Lawyers for QuadrigaCX clients request exhumation of late founder’s remains

Gerald Cotten, who ran the exchange from his home outside of Halifax, died suddenly in December 2018

Lawyers for clients who lost millions in the bankruptcy of the QuadrigaCX cryptocurrency exchange have formally asked the RCMP to exhume the remains of the firm’s founder.

In a letter posted to its website Friday, Toronto-based law firm Miller Thomson LLP asks the RCMP’s Commercial Crimes Branch to conduct an autopsy on the body of Gerald Cotten to confirm both its identity and the cause of death.

The letter says there is a need for certainty around the question of whether “Mr. Cotten is in fact deceased” and it asks that the exhumation process be completed by the spring of 2020.

Cotten, who ran the exchange from his home outside of Halifax, died suddenly in December 2018 while travelling in India.

As the company’s CEO and sole director, he was the only one who had access to the so-called cold wallets that were supposed to hold his customers’ cryptocurrency.

More than 76,000 unsecured creditors, virtually all of them QuadrigaCX clients, came forward to claim they are owed $214.6 million — $74.1 million in cash and $140.5 million in cryptocurrency.

ALSO READ: Widow of QuadrigaCX founder to hand over most assets in settlement

In a emailed statement, Richard Niedermayer, lawyer for Cotten’s widow Jennifer Robertson, said she is “heartbroken” to learn of the exhumation request.

“Gerry died on Dec. 9, 2018 in India,” the statement says.

“It is not clear how the exhumation or an autopsy to confirm the cause of Gerry’s death from complications arising from his Crohn’s disease would assist the asset recovery process further.”

In a settlement announced in October, Robertson and Cotten’s estate agreed to return about $12 million in assets to help repay users of the exchange. The assets included properties in Nova Scotia and British Columbia, a small aircraft, “luxury vehicles,” a sailboat, investments, and cash, along with gold and silver coins.

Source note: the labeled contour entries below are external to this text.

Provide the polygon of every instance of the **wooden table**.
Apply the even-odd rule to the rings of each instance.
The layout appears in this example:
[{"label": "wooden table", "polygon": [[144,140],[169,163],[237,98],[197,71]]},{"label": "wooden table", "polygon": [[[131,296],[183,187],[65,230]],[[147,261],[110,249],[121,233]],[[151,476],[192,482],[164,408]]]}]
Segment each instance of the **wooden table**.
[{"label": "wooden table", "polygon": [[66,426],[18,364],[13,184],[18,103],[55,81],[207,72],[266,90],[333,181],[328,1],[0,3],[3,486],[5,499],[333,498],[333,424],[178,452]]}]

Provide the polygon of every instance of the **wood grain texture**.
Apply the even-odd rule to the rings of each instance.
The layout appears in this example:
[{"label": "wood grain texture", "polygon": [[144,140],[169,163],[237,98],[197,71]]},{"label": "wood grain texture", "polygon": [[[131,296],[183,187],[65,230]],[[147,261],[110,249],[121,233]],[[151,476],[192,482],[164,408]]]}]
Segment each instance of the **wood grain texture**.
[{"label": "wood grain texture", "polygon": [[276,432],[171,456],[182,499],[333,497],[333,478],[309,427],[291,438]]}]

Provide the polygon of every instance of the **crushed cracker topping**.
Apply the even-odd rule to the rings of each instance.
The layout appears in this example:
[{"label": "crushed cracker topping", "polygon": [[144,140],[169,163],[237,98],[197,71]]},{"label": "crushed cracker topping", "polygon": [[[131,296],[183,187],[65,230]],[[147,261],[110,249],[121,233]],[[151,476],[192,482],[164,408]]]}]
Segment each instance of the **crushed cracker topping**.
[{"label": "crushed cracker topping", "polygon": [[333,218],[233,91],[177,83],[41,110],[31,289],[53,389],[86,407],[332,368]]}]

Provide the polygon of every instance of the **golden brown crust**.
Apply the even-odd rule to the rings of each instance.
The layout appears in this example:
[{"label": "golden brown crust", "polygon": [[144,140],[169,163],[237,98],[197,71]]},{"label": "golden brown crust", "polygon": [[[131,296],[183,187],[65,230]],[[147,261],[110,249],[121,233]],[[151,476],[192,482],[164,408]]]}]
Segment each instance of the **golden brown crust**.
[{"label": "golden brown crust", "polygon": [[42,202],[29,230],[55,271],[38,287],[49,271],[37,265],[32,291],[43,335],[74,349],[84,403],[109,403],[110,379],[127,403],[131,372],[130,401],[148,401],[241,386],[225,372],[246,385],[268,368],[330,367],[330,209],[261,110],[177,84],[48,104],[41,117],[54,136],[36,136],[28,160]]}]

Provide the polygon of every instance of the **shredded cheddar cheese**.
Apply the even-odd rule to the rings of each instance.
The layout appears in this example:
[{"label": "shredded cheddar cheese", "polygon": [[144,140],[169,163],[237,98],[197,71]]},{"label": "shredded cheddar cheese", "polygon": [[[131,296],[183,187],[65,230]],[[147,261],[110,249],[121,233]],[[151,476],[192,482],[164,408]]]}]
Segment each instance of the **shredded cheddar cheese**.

Creditor monitor Ernst and Young found in an investigation that the exchange had flawed financial reporting and that significant volumes of cryptocurrency had been transferred to personal accounts controlled by Cotten. It found losses from trading and fees in those accounts affected QuadrigaCX’s reserves, while Cotten also created fake accounts to inflate revenue figures.

In a statement released at the time of the settlement, Robertson said that she wasn’t aware of how her husband operated the business, or his appropriation of users funds.